Excerpts from the Australian:
The Health Department has exposed drug company “inconsistencies” but ruled them out as the cause of fits in children given a flu vaccine.
CSL’s world-first combination of seasonal and swine flu strains was suspended for the under-fives in April, after it triggered febrile convulsions in young children at nine times the usual rate.

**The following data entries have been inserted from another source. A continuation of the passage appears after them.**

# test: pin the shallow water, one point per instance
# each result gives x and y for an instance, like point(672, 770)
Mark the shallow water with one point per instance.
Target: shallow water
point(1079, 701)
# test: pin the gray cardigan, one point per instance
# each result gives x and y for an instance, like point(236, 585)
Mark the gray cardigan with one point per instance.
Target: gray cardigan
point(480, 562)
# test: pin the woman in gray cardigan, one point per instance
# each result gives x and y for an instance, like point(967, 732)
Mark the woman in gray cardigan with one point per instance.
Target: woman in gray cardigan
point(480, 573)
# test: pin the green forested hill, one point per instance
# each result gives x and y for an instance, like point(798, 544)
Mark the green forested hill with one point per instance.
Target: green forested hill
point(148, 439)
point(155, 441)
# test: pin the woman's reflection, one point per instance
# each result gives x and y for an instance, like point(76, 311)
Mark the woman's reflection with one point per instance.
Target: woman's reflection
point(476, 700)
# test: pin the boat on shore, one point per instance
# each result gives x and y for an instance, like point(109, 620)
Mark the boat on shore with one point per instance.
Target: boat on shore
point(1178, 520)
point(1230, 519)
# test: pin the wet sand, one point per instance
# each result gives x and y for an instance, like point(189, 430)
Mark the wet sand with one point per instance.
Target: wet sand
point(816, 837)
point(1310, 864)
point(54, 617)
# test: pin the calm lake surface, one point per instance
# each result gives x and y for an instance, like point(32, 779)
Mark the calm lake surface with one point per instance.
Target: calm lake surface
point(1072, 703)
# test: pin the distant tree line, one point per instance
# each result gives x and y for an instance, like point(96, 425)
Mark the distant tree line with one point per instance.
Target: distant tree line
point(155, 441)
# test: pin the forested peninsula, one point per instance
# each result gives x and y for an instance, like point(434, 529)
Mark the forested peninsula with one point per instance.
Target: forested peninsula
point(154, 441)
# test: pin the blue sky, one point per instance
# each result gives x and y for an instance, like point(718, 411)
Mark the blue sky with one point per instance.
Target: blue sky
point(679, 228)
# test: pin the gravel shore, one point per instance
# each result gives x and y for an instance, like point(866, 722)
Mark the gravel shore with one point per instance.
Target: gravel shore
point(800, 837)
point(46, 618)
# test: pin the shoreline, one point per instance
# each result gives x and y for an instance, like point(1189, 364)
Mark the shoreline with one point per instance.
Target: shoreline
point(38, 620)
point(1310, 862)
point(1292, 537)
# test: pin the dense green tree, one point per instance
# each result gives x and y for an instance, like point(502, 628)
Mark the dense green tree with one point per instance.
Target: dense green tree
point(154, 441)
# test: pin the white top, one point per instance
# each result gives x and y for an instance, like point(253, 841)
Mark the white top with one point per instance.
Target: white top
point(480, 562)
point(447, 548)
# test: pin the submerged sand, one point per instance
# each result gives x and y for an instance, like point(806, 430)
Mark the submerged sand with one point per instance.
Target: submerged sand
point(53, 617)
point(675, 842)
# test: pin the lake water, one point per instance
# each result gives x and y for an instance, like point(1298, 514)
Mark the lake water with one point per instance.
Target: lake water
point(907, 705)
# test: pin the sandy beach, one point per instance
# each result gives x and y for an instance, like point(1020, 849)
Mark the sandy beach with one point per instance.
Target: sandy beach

The Health Department’s drugs regulator, the Therapeutic Goods Administration, yesterday circulated the latest findings of a six-month investigation into the vaccine scare, pointing to an unusually high level of protein in CSL’s Fluvax vaccine.
The TGA revealed that its audits of CSL’s laboratory in Melbourne in May and June had observed “a number of inconsistencies with good manufacturing practices”, to be followed up in a third audit next month.
“The TGA . . . was satisfied that the observations did not present an increased risk to the quality, safety or efficacy of CSL’s vaccine products. [Seizures are not a safety problem?!!]
The TGA said an investigation led by Nobel laureate Peter Doherty had not found a conclusive cause of the convulsions.
But the “current working hypothesis” was that the strain of swine flu used in this year’s seasonal flu vaccine appeared to contain a higher than usual level of a protein called neuraminidase.
“Excess neuraminidase enzyme activity may be pyrogenic (producing fever) and may thus be contributing to the increase in febrile reactions in young children receiving the vaccine for the first time,” the TGA said.
The TGA also revealed it would continue its suspension of Fluvax for healthy under-fives next year.
“Despite extensive analysis, the biological basis for the excess cases of fever and febrile convulsions remains unclear, and it is therefore important to effectively mitigate the risks by limiting exposure to those at greatest risk,” it says.
Liberal senator Concetta Fierravanti-Wells yesterday called on the TGA to release details of audits that found deficiencies in 136 of the 139 laboratories manufacturing medicines in Australia.
“We must have more transparency,” Senator Concetta Fierravanti-Wells said.